Пастух с незамутненными глазами,
силач каменотес,
простой строитель
и смуглолицая красотка жница
сейчас моими говорят устами:
Все будет светлым, ясным, как вода,
возвышенно-свободным, как полет,
как одинокого орла паренье.
Такой достойной будет радость, величественной — скорбь,
какие были у друзей ушедших,
что, умерев, навек остались с нами.
Сроднится все слияньем разной крови и слаженным
                        биением сердец.
Да сгинут,
да сгниют холодные светила,
вечно бесплодные жрецы досуга,
что сеют скуку криком и кривляньем
капризных выродившихся павлинов.
Да сгинут все они,
наш воздух пощадят своим дыханьем,
наш хлеб и молоко не оскверняют,
да не пригубят нашего вина.
И в сладкий кус, у жизни взятый с бою,
да не вонзит гнилые зубы тот,
кто не знавал усталости и боли,
кто не делил свой кров с тенями павших братьев,
не испытал совместного усилья, нам хлеб дающего,
и радость, и свободу,
и Родину с ее землей и нивой, простором, городами и людьми.

1937

Проза

Рамон Хосе Сендер

Реквием по испанскому крестьянину

Пер. А. Синянская

Посвящается Хесусу Вивед Майралю

Священник, облаченный для отправления заупокойной службы, ждал, сидя в кресле и низко опустив голову. В ризнице пахло ладаном. В углу с Пальмового воскресенья[25] залежалась охапка оливковых веток. Листья на них совсем высохли и стали похожими на металлические. Проходя мимо, мосен[26] Мильан старался не задеть их: листья осыпались и падали на пол.

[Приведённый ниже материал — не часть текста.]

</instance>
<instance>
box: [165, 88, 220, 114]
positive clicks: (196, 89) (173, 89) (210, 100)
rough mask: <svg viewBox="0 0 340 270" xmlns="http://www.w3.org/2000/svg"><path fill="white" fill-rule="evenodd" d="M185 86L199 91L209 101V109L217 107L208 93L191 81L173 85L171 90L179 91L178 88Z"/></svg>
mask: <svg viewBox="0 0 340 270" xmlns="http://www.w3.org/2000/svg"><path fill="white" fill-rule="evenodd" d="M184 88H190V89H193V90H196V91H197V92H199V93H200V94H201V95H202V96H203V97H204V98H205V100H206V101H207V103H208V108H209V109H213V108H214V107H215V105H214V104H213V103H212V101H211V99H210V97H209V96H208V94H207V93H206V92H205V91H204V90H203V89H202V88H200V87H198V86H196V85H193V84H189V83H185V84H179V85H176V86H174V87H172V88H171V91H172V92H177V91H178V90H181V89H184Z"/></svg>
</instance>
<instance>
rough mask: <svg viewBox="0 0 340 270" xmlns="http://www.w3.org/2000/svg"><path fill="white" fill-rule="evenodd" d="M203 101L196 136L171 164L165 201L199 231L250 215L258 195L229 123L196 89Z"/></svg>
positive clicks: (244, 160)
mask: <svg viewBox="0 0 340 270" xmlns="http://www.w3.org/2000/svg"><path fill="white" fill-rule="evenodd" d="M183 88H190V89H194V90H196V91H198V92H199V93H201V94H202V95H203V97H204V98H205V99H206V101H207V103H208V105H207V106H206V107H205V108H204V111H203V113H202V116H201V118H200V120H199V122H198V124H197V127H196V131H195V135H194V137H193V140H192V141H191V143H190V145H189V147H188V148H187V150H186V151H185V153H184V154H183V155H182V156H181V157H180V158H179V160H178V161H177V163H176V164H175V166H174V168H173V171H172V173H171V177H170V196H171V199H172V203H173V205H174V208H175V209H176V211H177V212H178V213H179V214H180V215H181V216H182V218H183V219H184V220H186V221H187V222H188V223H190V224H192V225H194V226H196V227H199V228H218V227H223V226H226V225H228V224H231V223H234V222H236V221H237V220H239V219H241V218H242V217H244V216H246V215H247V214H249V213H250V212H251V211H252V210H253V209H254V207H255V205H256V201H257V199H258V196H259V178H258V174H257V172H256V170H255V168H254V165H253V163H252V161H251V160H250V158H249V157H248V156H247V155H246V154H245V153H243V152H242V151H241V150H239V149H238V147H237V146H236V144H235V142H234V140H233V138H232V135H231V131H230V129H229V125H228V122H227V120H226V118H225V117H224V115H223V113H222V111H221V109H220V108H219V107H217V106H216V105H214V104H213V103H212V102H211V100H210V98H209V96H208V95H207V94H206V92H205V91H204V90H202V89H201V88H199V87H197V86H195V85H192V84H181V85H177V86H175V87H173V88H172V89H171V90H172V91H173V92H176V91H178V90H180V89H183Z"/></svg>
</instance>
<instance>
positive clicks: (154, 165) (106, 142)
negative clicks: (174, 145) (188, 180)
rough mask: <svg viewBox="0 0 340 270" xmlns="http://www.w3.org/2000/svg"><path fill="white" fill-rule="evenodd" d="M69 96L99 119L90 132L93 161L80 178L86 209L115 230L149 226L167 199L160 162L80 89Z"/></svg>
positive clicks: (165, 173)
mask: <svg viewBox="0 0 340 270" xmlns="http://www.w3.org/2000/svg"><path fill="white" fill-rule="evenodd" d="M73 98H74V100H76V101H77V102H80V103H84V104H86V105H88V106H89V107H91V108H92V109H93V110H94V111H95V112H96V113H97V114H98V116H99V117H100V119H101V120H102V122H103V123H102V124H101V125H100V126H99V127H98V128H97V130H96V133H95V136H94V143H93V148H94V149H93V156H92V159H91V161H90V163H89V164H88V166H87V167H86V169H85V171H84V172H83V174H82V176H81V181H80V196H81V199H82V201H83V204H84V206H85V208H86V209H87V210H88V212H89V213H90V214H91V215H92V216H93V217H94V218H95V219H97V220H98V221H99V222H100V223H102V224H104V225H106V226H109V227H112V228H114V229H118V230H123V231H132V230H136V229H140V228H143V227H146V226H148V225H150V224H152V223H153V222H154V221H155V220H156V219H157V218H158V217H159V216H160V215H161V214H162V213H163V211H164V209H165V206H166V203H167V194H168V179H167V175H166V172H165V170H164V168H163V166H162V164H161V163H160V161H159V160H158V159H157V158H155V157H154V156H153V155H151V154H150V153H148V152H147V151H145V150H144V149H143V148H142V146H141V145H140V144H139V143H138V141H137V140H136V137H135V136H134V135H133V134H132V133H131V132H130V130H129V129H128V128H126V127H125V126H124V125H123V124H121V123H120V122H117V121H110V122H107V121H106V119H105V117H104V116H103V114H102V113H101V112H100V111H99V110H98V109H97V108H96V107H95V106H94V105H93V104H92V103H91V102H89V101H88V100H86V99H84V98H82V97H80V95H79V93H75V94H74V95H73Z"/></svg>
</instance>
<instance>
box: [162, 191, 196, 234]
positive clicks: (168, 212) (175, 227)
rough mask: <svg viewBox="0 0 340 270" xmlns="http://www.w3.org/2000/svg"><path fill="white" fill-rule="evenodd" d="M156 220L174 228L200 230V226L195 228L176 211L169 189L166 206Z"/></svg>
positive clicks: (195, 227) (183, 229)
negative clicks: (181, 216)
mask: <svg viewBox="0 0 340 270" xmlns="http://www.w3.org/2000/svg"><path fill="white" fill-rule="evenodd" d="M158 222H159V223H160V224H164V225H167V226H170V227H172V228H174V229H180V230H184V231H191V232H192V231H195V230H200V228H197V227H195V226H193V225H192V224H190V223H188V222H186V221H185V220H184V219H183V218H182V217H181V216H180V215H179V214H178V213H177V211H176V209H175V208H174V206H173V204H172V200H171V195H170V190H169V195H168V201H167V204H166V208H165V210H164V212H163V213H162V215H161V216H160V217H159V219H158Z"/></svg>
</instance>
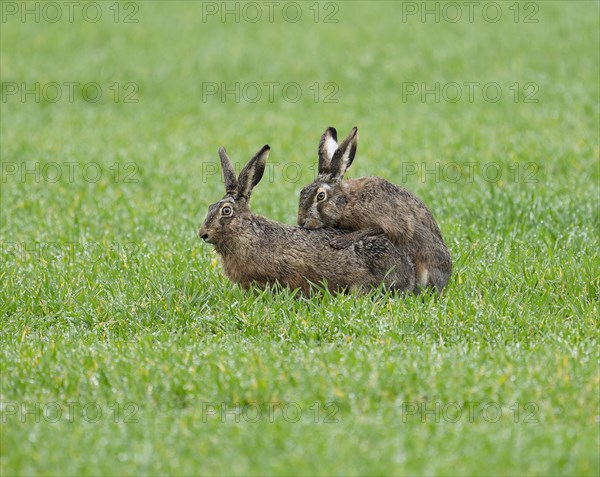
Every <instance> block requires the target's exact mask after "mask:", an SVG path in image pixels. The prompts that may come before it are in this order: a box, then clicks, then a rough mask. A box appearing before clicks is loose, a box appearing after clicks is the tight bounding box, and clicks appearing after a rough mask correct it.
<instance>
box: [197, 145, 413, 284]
mask: <svg viewBox="0 0 600 477" xmlns="http://www.w3.org/2000/svg"><path fill="white" fill-rule="evenodd" d="M269 149H270V148H269V146H268V145H265V146H264V147H263V148H262V149H260V151H258V153H257V154H256V155H255V156H254V157H253V158H252V159H251V160H250V161H249V162H248V164H247V165H246V166H245V167H244V169H243V170H242V171H241V172H240V175H239V177H238V178H237V179H236V177H235V174H234V170H233V166H232V164H231V161H230V159H229V157H228V156H227V153H226V152H225V149H223V148H221V149H220V150H219V156H220V159H221V166H222V169H223V177H224V179H225V196H224V197H223V198H222V199H221V200H219V201H218V202H216V203H214V204H212V205H211V206H210V207H209V209H208V214H207V216H206V219H205V221H204V223H203V225H202V226H201V227H200V230H199V232H198V234H199V236H200V237H201V238H202V239H203V240H204V241H205V242H207V243H210V244H212V245H214V247H215V250H216V252H217V253H218V254H219V255H220V256H221V259H222V263H223V270H224V272H225V275H226V276H227V277H228V278H229V279H230V280H231V281H233V282H235V283H238V284H240V285H241V286H242V287H243V288H245V289H247V288H249V287H250V286H252V285H256V286H258V287H261V288H264V287H265V286H267V285H275V284H279V285H283V286H286V287H289V288H290V289H300V290H301V291H302V293H304V294H305V295H308V294H310V291H311V283H312V284H319V283H322V282H326V284H327V287H328V289H329V290H330V291H331V292H347V291H352V290H359V291H362V292H366V291H369V290H370V289H372V288H374V287H377V286H379V285H380V284H382V283H383V284H384V286H385V288H386V289H389V290H394V291H414V290H415V279H414V276H415V271H414V265H413V262H412V260H411V259H410V257H409V256H408V254H407V253H406V252H405V251H403V250H402V249H399V248H398V247H395V246H394V245H393V244H392V243H391V242H390V241H389V240H388V239H387V238H386V237H385V236H384V235H383V234H371V235H369V234H367V235H364V236H361V237H359V238H358V239H357V240H353V241H352V242H351V243H350V244H349V246H348V247H347V248H334V247H332V246H331V245H330V243H331V242H332V241H333V240H334V239H336V238H338V237H340V236H344V235H349V233H348V232H347V231H343V230H335V229H332V228H321V229H319V230H309V229H306V228H302V227H297V226H291V225H286V224H281V223H278V222H274V221H271V220H268V219H266V218H264V217H261V216H258V215H255V214H253V213H252V212H251V211H250V208H249V201H250V195H251V193H252V189H253V188H254V186H256V185H257V184H258V182H259V181H260V180H261V178H262V176H263V173H264V170H265V166H266V161H267V158H268V155H269Z"/></svg>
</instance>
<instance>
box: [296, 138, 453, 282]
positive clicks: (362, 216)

Мальчик-служка в белом одеянии то и дело входил и выходил. Два окна ризницы глядели в маленький церковный дворик. Снаружи доносились простые, повседневные звуки.

Кто-то яростно орудовал метлой, сухие прутья царапали каменные плиты; чей-то голос звал:

— Мария… Мариета…

Под окном, чуть приоткрытым, в кустах отчаянно бился кузнечик, старался выбраться на волю. А дальше, у площади, ржал жеребенок. Жеребенок-то, подумал мосен Мильан, жеребенок, должно быть, его, Пако-с-Мельницы, вот и бродит беспризорный по селению. Бродит-шатается и всем в селении напоминает Пако и горемычную его жизнь.

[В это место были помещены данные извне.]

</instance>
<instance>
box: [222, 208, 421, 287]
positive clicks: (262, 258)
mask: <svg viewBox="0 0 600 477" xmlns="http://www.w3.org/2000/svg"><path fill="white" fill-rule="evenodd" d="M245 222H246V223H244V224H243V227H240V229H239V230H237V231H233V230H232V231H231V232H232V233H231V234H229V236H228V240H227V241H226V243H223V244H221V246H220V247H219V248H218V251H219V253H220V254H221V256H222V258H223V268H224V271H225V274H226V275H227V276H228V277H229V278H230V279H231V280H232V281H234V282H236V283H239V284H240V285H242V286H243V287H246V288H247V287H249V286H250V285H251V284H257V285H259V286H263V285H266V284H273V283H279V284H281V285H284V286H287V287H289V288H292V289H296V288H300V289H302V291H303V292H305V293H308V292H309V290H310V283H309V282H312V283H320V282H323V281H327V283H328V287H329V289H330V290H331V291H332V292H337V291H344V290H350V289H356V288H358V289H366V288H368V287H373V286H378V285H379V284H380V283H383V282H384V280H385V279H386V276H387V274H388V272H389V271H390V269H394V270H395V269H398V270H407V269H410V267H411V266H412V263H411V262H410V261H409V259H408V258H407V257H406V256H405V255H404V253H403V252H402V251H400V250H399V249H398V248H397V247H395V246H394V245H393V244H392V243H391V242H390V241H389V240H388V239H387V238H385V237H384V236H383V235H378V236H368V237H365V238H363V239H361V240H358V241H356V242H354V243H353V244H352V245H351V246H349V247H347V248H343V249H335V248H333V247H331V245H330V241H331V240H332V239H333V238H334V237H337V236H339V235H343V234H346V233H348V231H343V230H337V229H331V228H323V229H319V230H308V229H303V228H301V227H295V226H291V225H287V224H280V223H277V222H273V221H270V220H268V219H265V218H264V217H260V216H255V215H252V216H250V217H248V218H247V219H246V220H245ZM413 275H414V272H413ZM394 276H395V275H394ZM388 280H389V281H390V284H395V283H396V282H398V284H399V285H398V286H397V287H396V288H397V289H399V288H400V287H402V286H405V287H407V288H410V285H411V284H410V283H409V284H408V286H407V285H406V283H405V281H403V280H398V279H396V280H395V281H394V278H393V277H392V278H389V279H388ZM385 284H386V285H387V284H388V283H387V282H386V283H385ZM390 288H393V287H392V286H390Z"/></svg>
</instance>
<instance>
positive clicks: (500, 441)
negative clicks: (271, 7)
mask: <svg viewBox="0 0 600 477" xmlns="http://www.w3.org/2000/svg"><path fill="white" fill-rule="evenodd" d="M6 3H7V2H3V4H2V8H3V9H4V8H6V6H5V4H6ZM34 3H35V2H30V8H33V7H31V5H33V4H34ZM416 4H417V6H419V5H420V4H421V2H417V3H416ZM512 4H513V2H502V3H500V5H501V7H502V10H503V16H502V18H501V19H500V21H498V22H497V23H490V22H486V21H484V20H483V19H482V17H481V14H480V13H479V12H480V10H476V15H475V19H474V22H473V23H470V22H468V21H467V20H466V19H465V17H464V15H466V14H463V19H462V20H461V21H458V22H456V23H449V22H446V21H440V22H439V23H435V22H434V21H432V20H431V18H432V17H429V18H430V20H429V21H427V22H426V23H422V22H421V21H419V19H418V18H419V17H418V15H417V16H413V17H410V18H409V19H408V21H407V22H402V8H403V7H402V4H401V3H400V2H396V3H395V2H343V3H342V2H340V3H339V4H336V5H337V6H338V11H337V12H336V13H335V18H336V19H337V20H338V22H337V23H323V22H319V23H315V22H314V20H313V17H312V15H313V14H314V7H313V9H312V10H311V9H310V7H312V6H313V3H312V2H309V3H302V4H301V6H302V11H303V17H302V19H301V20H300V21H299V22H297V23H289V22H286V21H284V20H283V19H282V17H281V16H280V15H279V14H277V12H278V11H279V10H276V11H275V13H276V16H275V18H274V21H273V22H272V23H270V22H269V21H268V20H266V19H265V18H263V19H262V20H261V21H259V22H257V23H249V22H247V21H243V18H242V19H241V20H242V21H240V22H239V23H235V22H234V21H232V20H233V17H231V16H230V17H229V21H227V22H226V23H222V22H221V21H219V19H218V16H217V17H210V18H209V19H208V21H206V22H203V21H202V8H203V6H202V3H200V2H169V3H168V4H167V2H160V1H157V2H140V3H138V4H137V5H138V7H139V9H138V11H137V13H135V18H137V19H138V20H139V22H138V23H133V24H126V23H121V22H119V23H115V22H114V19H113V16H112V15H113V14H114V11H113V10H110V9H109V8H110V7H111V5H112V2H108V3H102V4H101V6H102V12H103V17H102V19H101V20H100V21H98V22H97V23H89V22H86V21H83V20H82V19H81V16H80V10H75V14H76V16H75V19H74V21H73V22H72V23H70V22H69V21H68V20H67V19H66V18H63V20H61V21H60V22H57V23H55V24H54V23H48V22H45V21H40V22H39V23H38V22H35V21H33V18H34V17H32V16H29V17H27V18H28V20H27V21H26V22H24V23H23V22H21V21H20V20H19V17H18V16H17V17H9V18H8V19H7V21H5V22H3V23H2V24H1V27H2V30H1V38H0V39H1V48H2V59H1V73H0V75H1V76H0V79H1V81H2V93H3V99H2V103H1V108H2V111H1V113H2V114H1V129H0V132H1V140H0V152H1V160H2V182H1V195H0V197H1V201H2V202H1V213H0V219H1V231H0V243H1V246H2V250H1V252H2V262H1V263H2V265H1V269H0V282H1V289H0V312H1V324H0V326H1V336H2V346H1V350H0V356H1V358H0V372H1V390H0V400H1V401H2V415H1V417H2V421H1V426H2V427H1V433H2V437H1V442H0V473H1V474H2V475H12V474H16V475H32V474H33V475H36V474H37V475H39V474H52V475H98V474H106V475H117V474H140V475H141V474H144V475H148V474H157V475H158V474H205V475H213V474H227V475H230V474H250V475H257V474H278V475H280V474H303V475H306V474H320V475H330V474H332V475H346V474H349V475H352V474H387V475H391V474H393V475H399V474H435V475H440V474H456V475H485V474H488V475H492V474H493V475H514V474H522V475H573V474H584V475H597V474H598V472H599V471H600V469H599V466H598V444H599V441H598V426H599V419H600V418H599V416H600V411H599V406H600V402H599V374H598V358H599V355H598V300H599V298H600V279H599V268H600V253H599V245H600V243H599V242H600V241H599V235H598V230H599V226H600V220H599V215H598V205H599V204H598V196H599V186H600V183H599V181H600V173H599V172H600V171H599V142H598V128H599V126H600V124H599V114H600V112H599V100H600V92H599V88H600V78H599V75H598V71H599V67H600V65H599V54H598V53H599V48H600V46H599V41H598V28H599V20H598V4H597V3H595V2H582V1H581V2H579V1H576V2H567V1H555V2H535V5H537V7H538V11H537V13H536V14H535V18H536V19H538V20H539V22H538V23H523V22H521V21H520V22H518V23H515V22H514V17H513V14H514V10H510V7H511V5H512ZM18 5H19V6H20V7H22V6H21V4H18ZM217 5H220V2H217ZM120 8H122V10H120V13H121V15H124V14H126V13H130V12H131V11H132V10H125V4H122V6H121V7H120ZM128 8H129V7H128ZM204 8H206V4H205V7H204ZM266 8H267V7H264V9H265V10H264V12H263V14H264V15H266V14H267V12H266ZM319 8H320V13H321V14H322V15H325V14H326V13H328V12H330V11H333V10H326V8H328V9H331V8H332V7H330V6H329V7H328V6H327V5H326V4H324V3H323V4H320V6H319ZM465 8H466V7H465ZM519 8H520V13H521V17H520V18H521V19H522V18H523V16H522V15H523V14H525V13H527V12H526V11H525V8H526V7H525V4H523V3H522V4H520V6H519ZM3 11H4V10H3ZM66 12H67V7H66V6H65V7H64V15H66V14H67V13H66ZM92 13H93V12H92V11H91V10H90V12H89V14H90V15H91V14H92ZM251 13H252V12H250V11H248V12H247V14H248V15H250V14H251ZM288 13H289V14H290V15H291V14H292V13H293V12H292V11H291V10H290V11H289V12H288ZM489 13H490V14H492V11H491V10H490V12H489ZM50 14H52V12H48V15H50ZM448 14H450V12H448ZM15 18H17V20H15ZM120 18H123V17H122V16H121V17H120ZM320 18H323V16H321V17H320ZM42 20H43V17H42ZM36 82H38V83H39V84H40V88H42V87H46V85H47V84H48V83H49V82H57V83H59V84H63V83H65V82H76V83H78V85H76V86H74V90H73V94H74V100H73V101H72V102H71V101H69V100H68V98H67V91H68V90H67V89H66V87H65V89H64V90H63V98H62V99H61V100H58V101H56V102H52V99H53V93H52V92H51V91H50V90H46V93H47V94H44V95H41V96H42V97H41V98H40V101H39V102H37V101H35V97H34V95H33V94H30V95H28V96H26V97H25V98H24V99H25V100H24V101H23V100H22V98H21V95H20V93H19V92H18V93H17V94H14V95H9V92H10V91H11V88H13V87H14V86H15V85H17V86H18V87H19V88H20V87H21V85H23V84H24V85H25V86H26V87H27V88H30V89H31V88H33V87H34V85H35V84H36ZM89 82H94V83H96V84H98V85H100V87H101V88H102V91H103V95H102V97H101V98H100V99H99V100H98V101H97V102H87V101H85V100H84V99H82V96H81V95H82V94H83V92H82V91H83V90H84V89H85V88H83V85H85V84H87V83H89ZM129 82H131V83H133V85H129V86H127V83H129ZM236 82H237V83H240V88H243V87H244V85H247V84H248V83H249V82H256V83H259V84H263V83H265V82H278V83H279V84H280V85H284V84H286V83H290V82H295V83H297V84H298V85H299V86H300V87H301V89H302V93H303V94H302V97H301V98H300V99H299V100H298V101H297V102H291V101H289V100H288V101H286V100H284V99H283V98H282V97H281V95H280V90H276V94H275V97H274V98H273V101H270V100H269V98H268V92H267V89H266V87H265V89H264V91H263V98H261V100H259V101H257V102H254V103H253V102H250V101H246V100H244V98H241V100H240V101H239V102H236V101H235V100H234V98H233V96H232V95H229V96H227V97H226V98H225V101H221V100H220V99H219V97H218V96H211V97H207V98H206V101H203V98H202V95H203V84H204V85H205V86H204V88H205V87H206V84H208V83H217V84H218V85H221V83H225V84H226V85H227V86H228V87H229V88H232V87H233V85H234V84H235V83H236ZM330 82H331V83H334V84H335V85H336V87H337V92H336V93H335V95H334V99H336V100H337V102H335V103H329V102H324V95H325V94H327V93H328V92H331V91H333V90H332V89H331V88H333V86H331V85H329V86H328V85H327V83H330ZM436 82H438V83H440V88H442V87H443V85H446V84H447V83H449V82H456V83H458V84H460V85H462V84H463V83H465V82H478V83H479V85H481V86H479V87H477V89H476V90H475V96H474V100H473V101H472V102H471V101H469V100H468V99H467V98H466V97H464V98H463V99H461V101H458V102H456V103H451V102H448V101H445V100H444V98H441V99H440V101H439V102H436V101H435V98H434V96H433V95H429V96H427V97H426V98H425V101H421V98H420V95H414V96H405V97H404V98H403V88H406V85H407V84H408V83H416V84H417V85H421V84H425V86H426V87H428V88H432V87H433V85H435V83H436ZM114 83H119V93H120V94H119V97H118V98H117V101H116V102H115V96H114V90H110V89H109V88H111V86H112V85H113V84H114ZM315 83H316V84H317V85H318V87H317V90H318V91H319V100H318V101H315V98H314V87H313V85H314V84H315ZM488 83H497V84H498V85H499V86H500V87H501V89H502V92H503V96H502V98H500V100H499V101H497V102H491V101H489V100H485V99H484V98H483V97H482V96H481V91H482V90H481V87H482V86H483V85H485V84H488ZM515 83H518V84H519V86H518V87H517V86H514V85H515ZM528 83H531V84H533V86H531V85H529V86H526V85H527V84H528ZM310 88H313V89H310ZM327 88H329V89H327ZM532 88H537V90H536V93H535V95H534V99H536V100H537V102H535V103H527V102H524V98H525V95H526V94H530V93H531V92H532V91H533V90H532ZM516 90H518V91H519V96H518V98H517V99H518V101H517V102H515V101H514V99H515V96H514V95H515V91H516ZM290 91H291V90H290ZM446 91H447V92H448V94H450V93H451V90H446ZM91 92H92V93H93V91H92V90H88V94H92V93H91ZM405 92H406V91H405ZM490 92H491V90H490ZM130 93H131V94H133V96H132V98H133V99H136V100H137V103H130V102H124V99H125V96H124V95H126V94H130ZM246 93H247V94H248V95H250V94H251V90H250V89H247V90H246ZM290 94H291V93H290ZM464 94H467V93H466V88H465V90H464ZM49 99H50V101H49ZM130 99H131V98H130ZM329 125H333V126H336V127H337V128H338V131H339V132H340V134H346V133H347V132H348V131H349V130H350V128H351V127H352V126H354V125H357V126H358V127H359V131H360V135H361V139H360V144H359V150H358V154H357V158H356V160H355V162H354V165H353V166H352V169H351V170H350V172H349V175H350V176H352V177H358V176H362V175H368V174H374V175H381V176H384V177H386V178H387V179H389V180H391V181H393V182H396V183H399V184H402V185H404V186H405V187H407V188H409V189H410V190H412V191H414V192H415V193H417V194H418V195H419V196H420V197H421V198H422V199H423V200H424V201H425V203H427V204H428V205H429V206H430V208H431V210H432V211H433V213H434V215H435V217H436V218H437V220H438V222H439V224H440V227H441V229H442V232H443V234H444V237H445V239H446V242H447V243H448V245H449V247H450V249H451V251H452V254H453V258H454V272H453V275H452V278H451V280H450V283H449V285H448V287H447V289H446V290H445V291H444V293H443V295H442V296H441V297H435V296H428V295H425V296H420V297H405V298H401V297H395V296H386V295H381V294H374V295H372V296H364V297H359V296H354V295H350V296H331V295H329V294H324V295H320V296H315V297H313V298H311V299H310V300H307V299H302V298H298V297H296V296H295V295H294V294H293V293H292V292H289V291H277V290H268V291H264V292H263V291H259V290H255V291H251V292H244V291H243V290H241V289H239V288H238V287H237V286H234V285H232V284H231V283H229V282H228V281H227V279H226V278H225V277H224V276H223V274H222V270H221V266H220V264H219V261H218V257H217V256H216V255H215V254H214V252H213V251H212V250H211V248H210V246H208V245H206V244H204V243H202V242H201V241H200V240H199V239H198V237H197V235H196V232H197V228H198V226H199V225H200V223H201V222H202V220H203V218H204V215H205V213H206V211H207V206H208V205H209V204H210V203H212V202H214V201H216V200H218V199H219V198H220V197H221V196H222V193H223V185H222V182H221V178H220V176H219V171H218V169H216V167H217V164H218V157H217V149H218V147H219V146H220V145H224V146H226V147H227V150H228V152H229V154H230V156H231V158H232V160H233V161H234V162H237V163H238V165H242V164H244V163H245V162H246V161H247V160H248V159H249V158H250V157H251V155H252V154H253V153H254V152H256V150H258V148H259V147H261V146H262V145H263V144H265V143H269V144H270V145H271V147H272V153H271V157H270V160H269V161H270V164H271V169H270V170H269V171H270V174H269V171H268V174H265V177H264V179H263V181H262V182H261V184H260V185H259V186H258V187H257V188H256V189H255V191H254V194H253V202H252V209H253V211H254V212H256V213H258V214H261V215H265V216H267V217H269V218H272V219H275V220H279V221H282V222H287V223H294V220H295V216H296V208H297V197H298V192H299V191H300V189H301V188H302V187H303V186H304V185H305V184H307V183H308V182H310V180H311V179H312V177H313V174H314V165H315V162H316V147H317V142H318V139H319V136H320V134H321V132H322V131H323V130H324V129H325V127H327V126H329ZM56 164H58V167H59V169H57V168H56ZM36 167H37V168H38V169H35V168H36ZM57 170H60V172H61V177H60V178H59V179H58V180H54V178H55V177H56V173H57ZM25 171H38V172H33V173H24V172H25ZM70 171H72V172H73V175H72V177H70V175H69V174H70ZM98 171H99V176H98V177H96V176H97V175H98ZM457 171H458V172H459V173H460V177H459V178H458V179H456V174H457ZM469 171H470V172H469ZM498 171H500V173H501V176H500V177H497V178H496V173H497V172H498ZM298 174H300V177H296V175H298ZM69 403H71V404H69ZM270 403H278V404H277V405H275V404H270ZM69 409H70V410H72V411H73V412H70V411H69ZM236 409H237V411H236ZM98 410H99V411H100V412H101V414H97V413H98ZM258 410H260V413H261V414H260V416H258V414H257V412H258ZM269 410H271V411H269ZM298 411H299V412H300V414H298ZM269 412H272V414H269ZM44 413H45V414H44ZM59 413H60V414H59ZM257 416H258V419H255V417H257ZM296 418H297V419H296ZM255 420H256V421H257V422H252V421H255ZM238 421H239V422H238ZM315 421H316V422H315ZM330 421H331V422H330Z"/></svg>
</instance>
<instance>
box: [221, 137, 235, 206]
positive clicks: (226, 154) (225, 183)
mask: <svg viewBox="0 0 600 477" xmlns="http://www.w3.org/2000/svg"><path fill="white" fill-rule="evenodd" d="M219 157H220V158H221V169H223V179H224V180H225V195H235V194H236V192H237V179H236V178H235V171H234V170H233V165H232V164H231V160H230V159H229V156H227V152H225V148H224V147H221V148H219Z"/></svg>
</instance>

Положив локти на подлокотники кресла и скрестив руки на черной, шитой золотом ризе, он продолжал молиться. Пятьдесят один год изо дня в день повторял он эти слова, так что вполне мог, не прерывая молитвы, перенестись мыслями в другое. И мысли повели его по селению. Он ждал, когда соберутся родственники покойного. Он был уверен, что они придут — а как же иначе, — надо отслужить заупокойную, будет реквием, хотя никто его не заказывал. И еще мосен Мильан надеялся, что придут друзья покойного. Правда, на этот счет у священника были сомнения. В друзьях у Пако было почти все селение, за исключением двух самых богатых семейств: дона Валериано и дона Гумерсиндо. Третья богатая семья, семья сеньора Кастуло Переса, не была ему ни другом, ни врагом.